NASA said the four-person crew, commander Reid Wiseman, pilot Victor Glover, and mission specialists Christina Koch and Jeremy Hansen, completed the agency’s first crewed lunar flyby in more than 50 years. The mission reached a maximum distance of 252,756 miles from Earth, breaking the human spaceflight distance record previously held by Apollo 13 by 4,111 miles. NASA described Artemis II as a planned 10-day mission around the Moon designed to test deep-space systems and pave the way for future lunar landings.

The Keys link runs through Aquarius Reef Habitat at Conch Reef in the Florida Keys National Marine Sanctuary, about 62 feet below the ocean surface. NASA’s biography of Wiseman says he commanded NEEMO 21 at Aquarius off Islamorada, and the space agency says that mission began July 21, 2016, with aquanauts splashing down to the habitat for a 16-day simulated space mission. Florida International University reported that Wiseman lived underwater there in 2016 and Hansen did the same in 2014.

That setting mattered because Aquarius recreates conditions that astronauts cannot get from ordinary classroom training. The habitat’s depth, remoteness and tight quarters force crews to work through delays, limited space and close coordination, the same kind of pressures that shape long-duration missions in deep space. Henry Stark, Aquarius operations director, has said the work is unusual because it gives the team a chance to know astronauts personally while living and working underwater together for days at a time.

For Monroe County, that turns a global space milestone into a local one. The Florida Keys are usually known for diving, fishing and tourism, but Aquarius has long shown that the same waters can support ocean science and astronaut preparation. NASA’s Aquarius science history also includes the Aquarius/SAC-D satellite, which mapped ocean salinity to improve understanding of the water cycle, circulation, weather and climate.
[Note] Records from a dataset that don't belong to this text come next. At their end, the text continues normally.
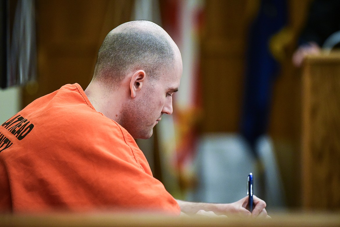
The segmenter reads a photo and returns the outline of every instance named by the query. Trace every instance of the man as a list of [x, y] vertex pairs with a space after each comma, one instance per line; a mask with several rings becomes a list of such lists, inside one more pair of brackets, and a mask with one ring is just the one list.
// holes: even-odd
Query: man
[[[110, 32], [85, 91], [65, 85], [0, 127], [6, 141], [0, 144], [0, 210], [251, 215], [246, 197], [176, 201], [134, 140], [149, 138], [162, 115], [171, 114], [182, 74], [178, 48], [155, 24], [131, 21]], [[266, 216], [264, 201], [254, 204], [253, 215]]]

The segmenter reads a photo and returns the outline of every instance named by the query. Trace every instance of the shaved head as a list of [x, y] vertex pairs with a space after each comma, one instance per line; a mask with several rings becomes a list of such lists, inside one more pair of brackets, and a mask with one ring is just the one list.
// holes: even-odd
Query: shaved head
[[174, 43], [163, 29], [147, 20], [124, 23], [107, 34], [98, 53], [93, 80], [119, 85], [127, 72], [144, 70], [157, 79], [159, 70], [169, 68], [175, 57]]

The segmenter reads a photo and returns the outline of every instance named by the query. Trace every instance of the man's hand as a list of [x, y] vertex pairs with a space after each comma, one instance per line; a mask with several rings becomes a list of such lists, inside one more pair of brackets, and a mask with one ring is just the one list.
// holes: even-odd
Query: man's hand
[[254, 196], [255, 207], [251, 213], [247, 210], [248, 196], [231, 204], [211, 204], [202, 202], [192, 202], [177, 200], [181, 211], [188, 214], [202, 214], [205, 211], [211, 214], [212, 212], [217, 215], [240, 217], [261, 217], [270, 218], [267, 213], [265, 208], [266, 202]]

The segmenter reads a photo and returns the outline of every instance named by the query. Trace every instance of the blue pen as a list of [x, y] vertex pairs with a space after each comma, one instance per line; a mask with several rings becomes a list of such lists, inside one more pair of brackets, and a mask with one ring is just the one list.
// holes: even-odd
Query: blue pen
[[251, 173], [248, 175], [248, 182], [247, 185], [247, 195], [249, 196], [248, 204], [249, 205], [249, 211], [253, 212], [253, 191], [254, 187], [253, 184], [253, 174]]

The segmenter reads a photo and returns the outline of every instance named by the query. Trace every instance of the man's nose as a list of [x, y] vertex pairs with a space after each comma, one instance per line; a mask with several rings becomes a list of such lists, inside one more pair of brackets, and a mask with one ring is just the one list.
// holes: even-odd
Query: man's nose
[[170, 115], [172, 113], [172, 98], [170, 96], [165, 102], [162, 112]]

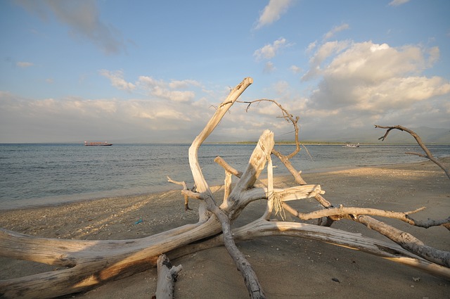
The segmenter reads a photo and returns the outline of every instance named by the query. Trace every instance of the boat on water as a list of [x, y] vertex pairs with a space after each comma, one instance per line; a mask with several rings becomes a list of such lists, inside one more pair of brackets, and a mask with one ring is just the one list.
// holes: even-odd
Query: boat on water
[[108, 144], [108, 142], [88, 142], [84, 141], [84, 145], [86, 146], [112, 146], [112, 144]]
[[359, 148], [359, 143], [358, 143], [356, 144], [347, 144], [346, 146], [344, 146], [342, 147], [343, 148]]

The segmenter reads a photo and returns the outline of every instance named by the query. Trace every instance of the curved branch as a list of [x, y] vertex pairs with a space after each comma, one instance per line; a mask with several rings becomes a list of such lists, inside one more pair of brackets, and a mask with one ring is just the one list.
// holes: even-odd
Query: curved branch
[[420, 137], [414, 131], [409, 129], [407, 127], [402, 127], [399, 125], [397, 125], [396, 126], [380, 126], [380, 125], [375, 125], [375, 127], [380, 128], [380, 129], [387, 129], [386, 130], [386, 133], [385, 133], [385, 134], [381, 137], [378, 138], [378, 140], [381, 140], [382, 141], [384, 141], [385, 139], [387, 138], [387, 135], [389, 134], [389, 132], [392, 129], [405, 131], [409, 133], [411, 136], [414, 137], [414, 139], [416, 139], [416, 141], [417, 141], [417, 144], [422, 148], [422, 149], [423, 150], [425, 154], [423, 155], [418, 153], [405, 153], [409, 155], [416, 155], [423, 158], [426, 158], [427, 159], [430, 160], [433, 163], [436, 164], [437, 166], [441, 167], [441, 169], [444, 170], [444, 172], [446, 174], [447, 177], [450, 179], [450, 170], [446, 167], [445, 166], [444, 166], [442, 163], [441, 163], [437, 159], [436, 159], [433, 156], [432, 153], [431, 153], [428, 148], [427, 148], [427, 146], [425, 145], [423, 141], [422, 141], [422, 139], [420, 139]]
[[411, 214], [416, 213], [418, 212], [425, 210], [425, 207], [420, 208], [409, 212], [392, 212], [386, 211], [379, 209], [372, 209], [366, 208], [354, 208], [354, 207], [343, 207], [341, 205], [339, 208], [329, 208], [325, 210], [319, 210], [313, 211], [309, 213], [302, 213], [295, 209], [290, 207], [286, 203], [283, 203], [283, 208], [291, 213], [292, 215], [298, 217], [302, 220], [311, 220], [314, 219], [321, 218], [323, 217], [332, 217], [335, 220], [339, 220], [340, 219], [349, 219], [354, 220], [358, 217], [359, 215], [366, 215], [371, 216], [380, 216], [385, 217], [387, 218], [393, 218], [401, 220], [415, 227], [423, 227], [425, 229], [432, 227], [438, 227], [440, 225], [444, 226], [450, 223], [450, 217], [440, 220], [416, 220], [411, 218], [409, 215]]

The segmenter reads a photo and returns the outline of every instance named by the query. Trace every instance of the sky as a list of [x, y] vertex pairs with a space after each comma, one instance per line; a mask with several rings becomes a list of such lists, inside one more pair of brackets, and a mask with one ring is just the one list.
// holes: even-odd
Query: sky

Artemis II added another chapter to that story. NASA said the crew was 18,830 miles from the Moon when it woke on lunar flyby day, captured images of the far side and even recorded a rare in-space solar eclipse. The mission’s record-setting arc now runs from Kennedy Space Center to the Moon and back, with a crucial part of the preparation rooted in the waters off Tavernier and Islamorada.